Sing a song of sixpence,
     a pocket full of rye.
Four and twenty blackbirds,
     baked into a pie.

When the pie was opened,
     the birds began to sing.
Wasn't that a dainty dish
     to set before the king?

 

            -2-

Sing a song of cities.
     Roll that cotton bale!
Roustabout am happy,
     long's he's out of jail.

Norfolk for its oyster shells,
     Boston for its beans,
Charleston for its rice and corn,
     but for lassies, New Orleans.

 

            -3-

Sing a song of colleges.
      A dying mother said,
"Don't send my boy to Princeton;
     I'd rather see him dead.

But send my boy to Rutgers,
     or even to Cornell.
But as for Pennsylvania,
     he's better off in hell.”

 

            -4-

Sing a song of colleges.
     I'll tell you where to go:
Oxford for its knowledges,
     Cornell to learn to row,

Harvard for its chappy lads,
     Yale for pep and vim,
Northwestern for its pretty girls —
     for good fellows, Oberlin."

 

And now for the rest of the story.

Stanza 1 is an early-18th-century nursery rhyme that reportedly refers to 24 pirates, paid with whiskey and sixpence a day, lurking in their pirate ship under the command of their pirate king Blackbeard.

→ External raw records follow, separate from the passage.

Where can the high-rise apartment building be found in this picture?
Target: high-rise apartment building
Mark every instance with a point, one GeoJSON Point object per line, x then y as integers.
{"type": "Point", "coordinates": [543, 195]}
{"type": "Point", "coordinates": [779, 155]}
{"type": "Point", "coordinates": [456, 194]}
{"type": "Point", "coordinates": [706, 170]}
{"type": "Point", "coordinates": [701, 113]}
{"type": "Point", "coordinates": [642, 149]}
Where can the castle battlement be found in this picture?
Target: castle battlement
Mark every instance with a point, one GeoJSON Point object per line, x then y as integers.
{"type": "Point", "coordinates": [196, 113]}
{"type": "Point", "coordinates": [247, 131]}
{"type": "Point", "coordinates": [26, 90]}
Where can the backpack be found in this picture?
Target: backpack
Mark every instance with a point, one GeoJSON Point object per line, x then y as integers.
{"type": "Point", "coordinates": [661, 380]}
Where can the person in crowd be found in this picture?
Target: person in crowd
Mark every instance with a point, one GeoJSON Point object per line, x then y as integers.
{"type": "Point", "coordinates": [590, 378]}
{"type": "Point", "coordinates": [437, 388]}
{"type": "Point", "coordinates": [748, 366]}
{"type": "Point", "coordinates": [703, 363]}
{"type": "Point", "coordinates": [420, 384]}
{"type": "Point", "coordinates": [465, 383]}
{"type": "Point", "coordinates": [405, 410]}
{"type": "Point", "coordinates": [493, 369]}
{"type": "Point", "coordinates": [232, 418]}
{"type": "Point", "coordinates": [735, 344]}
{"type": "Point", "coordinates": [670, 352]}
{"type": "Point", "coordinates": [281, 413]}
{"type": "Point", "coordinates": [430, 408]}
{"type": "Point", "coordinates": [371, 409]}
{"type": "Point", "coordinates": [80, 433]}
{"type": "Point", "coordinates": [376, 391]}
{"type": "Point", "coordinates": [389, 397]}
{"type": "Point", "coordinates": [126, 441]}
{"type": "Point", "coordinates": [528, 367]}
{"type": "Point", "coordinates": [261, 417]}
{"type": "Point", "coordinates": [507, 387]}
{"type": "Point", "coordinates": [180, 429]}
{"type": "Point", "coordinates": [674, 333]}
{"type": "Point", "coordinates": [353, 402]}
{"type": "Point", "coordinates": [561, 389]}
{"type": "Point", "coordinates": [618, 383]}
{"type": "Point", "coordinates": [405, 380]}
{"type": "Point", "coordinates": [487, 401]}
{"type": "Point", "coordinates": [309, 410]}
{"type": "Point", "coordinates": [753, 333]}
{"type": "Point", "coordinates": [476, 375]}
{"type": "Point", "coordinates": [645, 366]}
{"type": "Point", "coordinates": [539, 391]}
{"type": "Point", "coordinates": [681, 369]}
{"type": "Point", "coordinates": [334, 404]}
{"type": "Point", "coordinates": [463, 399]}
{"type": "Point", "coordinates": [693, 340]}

Stanza 2 is the second verse of a late-19th-century minstrel song whose chorus begins, “I’ve Been Working on the Railroad.”  Most versions use the n-word instead of roustabout and lassies.

Multiple variations of the final two verses exist.  Stanza 3 was sung in the 20th century by Rutgers students, and Stanza 4 was sung in 1965 by me during my freshman orientation at Oberlin College.  I recounted my experience the next day in my first letter home.

In 2009, a grad student found that letter on this website.  The student is in the Master of Library and Information Science (MLIS) program at the University of Alabama, and an assignment involved looking up the lyrics and tune to "Sing A Song of Colleges."  A short search led him to the lyrics I posted.  However, he failed to find the music anywhere, so finally he e-mailed me.  I didn’t remember the tune, so I forwarded his query to Russ Hurd, my fellow Oberlin alumnus who led us in song that night in 1965.  Russ wrote down the music and even offered to sing it to the student over the phone!